Design notification and project architecture
System Design: Multi-Channel Notification Platform
Design a scalable Notification System that supports real-time and scheduled messages across multiple channels (email, push, SMS). Assume this is for a high-traffic consumer platform with millions of users and mission-critical notifications.
Assumptions (you may adjust if you state them explicitly):
-
Traffic: up to 50k notifications/second at peak, 1B/day worst case during major events.
-
Channels: email, mobile push, SMS; multiple third-party providers per channel for redundancy.
-
Scheduling: immediate and future delivery (seconds to 30 days ahead), with cancel/reschedule.
-
Global audience with time zones, quiet hours, user preferences, and regulatory constraints.
Deliverables
-
Components: Enumerate core services and infra.
-
Data flow: Real-time and scheduled paths end-to-end.
-
Storage: Schemas/data models for templates, preferences, schedules, logs, idempotency.
-
Failure handling: Retries, deduplication, provider failover, DLQs, backpressure.
-
Scaling strategy: Partitioning, autoscaling, rate limiting, multi-region.
Also provide:
-
APIs: send now, schedule, cancel, update preferences, provider callbacks.
-
Observability: metrics, tracing, alerting, and SLOs.
-
Capacity planning example.
-
Security and compliance considerations.
Project Architecture Walkthrough (Past Project)
Pick one substantial system you have built or owned.
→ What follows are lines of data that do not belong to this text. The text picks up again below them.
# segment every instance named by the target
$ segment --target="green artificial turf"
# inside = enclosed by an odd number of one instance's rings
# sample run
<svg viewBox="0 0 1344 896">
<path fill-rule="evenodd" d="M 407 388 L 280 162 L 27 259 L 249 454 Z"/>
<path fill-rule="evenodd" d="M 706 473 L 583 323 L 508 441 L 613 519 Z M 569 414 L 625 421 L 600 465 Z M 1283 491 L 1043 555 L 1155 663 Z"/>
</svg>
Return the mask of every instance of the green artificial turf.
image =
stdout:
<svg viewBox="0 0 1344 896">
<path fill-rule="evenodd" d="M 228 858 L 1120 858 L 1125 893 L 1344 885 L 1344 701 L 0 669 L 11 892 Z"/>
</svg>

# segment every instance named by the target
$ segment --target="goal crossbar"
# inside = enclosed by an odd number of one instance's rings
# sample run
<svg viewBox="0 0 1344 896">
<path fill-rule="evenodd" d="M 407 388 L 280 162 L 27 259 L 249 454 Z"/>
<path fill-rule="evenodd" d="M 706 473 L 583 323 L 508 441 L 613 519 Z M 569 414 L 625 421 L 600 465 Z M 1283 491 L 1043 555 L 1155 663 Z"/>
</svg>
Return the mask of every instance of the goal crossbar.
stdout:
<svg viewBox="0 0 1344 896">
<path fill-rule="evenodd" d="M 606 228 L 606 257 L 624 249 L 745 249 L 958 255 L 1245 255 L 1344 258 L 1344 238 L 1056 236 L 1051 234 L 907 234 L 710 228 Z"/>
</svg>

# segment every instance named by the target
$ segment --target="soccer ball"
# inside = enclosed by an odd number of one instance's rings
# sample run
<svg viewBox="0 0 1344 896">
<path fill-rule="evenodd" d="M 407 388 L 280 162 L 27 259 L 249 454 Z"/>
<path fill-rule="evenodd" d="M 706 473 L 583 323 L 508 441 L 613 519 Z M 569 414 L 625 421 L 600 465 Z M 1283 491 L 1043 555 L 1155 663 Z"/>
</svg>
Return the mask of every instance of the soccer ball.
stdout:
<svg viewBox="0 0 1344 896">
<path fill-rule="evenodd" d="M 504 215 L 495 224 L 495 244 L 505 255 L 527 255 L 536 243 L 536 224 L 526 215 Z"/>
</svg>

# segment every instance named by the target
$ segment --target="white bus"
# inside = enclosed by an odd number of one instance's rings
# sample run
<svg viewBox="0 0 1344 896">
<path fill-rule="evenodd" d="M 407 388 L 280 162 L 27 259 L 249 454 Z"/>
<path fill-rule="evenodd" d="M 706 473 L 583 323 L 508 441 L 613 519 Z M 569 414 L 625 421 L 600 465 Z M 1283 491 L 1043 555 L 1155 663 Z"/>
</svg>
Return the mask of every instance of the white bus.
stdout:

Draw and explain the end-to-end architecture:
-
Services and their responsibilities.
-
Databases/storage choices and schemas.
-
Communication patterns (sync vs async, queues, streams, webhooks), data consistency strategy (e.g., outbox/Saga).
-
Scaling, availability, and failure modes.
-
Tradeoffs and lessons learned.
Be prepared for deep, domain-specific follow-ups (e.g., exact-once semantics, time-zone correctness, multi-tenant throttling, provider outage strategy, replay/backfill, GDPR deletion).
Constraints & Assumptions
-
Preserve the scope, facts, inputs, and requested outputs from the prompt above.
-
If the prompt leaves a detail unspecified, state a reasonable assumption before relying on it.
-
Keep the answer interview-ready: concise enough to present, but concrete enough to implement or evaluate.
Clarifying Questions to Ask
-
Clarify users, core use cases, read/write patterns, scale, latency, availability, and data retention.
-
State explicit assumptions before making sizing or architecture decisions.
-
Prioritize the functional path first, then address reliability, security, observability, and rollout.
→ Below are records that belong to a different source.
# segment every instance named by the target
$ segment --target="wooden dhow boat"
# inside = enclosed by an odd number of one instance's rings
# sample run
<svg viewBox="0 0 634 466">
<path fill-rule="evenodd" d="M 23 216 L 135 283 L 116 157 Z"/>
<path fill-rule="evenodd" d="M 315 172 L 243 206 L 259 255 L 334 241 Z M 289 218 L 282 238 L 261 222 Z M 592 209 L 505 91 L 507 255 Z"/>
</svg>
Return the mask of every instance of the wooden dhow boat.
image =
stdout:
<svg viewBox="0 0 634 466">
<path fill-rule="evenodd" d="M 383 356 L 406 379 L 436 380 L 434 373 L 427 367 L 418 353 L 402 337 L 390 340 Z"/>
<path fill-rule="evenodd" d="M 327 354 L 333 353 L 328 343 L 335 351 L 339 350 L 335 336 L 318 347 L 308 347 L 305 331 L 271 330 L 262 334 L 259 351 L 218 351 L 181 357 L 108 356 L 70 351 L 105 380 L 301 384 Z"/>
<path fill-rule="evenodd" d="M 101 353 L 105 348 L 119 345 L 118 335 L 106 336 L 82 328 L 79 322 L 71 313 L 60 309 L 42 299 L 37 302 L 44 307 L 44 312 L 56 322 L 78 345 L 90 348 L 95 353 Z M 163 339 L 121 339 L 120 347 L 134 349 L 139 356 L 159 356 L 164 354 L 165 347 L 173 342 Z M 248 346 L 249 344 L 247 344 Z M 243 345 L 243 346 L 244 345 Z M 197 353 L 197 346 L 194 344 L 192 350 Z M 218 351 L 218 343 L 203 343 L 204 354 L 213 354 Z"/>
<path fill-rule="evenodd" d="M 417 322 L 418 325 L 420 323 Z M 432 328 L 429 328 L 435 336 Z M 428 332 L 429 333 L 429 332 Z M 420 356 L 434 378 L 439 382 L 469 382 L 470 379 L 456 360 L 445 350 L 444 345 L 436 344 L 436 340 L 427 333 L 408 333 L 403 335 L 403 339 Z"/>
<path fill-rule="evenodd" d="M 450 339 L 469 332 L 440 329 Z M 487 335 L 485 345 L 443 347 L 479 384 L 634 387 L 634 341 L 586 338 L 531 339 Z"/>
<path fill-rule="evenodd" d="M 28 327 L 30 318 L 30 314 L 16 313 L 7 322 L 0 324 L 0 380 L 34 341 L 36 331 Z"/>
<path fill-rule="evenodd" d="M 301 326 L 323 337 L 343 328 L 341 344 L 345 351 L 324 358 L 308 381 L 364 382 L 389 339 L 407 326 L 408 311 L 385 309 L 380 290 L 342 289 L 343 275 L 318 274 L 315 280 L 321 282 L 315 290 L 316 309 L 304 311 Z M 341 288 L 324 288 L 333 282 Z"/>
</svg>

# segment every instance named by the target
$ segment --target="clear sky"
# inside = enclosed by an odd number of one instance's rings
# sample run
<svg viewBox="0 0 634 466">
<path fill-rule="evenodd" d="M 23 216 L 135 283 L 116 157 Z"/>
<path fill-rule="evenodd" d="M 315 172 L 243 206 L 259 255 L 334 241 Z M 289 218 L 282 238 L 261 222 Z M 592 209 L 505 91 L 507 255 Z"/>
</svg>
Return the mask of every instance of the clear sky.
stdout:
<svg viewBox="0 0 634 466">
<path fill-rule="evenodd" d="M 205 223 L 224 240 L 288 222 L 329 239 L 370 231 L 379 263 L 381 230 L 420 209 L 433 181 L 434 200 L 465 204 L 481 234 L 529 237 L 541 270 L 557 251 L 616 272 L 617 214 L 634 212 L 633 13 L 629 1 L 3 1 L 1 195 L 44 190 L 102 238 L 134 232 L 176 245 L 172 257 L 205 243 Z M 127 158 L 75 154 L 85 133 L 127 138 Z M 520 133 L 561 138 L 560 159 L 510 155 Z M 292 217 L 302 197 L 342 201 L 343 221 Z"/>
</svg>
What a Strong Answer Covers
-
A scoped requirements summary with concrete non-goals and success metrics.
-
API, data model, architecture, consistency, capacity, and operations.
-
Reasoned trade-offs among simple and scalable designs, including bottlenecks and failure modes.
-
A validation, monitoring, migration, and launch plan appropriate for the risk level.
Follow-up Questions
-
What breaks first at 10x traffic or data volume?
-
How would you degrade gracefully during dependency failures?
-
What metrics and alerts would prove the design is healthy after launch?